En tanto que Inglaterra conserve su fuerza no consentirá jamás y por nada del mundo, que Constantinopla se convierta en nuestras manos en la capital no ya del imperio panruso solamente, y ni siquiera dd imperio eslavo, sino del imperio oriental.

Y es por eso que el gobierno ruso ha emprendido la expedición contra Khiva, es por eso que aspira desde hace mucho tiempo a apoderarse de la India. Busca un punto de apoyo desde el cual pudiera dar un golpe a Inglaterra y no encontrando otro, la amenaza en la India. Espera, de ese modo, preparar a los ingleses a la idea de que Constantinopla debe ser una ciudad rusa, obligarles a consentir en esa anexión más que nunca indispensable para la Rusia estatista.

Su hegemonía en el mar Báltico ha sido perdida para siempre. No es el Estado panruso, soldado por la bayoneta y por el knut, odiado por toda la masa dd pueblo encerrado y encadenado en él, comenzando por el pueblo de la Gran Rusia, desmoralizado, desorganizado y arruinado por una burda arbitrariedad autóctona, por la tontería autóctona y por el banditismo autóctono; no es la fuerza armada de ese Estado existente más bien en el papel que en la realidad, y aun por los desarmados -en tanto que nos falta aún audacia- la que podrá luchar contra la potencia terrible y excelentemente organizada del imperio germánico nuevamente surgido. Es preciso, pues, renunciar al mar Báltico y esperar la hora en que todas las provincias bálticas se convertirán en una provincia alemana. Sólo una revolución del pueblo sería capaz de impedir ese proceso. Pero tal revolución significa la muerte del Estado y no es a ella a donde irá nuestro gobierno a buscar su salvación.

No le quedará otra solución que la alianza con Alemania, porque obligada a renunciar en provecho de los alemanes al mar Báltico, debe buscar en el mar Negro una nueva base para su potencia o simplemente para su existencia política y su razón de ser; pero no podría adquirirla sin el permiso y la ayuda de los alemanes.

Los alemanes han prometido esa ayuda. Sí, estamos seguros, se han comprometido, por un tratado formalmente concluido entre Bismarck y el príncipe Gortchakof a prestarla al Estado ruso; pero no lo harán nunca, y estamos también seguros de ello. No lo harán porque no pueden abandonar a Rusia su litoral danubiano y su comercio danubiano y también porque no entra en sus intereses el favorecer el establecimiento de una nueva hegemonía rusa, del gran imperio paneslavista en el sur de Europa. Sería algo semejante a un suicidio de parte del imperio pangermánico. Pero dirigir e impulsar los ejércitos rusos hacia el Asia Central, hacia Khiva con el pretexto de que es el camino más directo hacia Constantinopla, es otro asunto.
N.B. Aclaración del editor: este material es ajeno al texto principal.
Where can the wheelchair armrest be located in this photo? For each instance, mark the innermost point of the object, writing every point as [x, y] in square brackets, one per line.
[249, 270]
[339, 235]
No dudamos en modo alguno que nuestro patriota de Estado y diplomático venerable, príncipe Gortchakof, y su patrón ilustre, el emperador Alejandro Nikolaevitsch, han jugado, en todo ese asunto deplorable, el papel más ridículo y que el famoso patriota alemán y pícaro de Estado, Bismarck, les ha engañado con más habilidad que engañó a Napoleón III.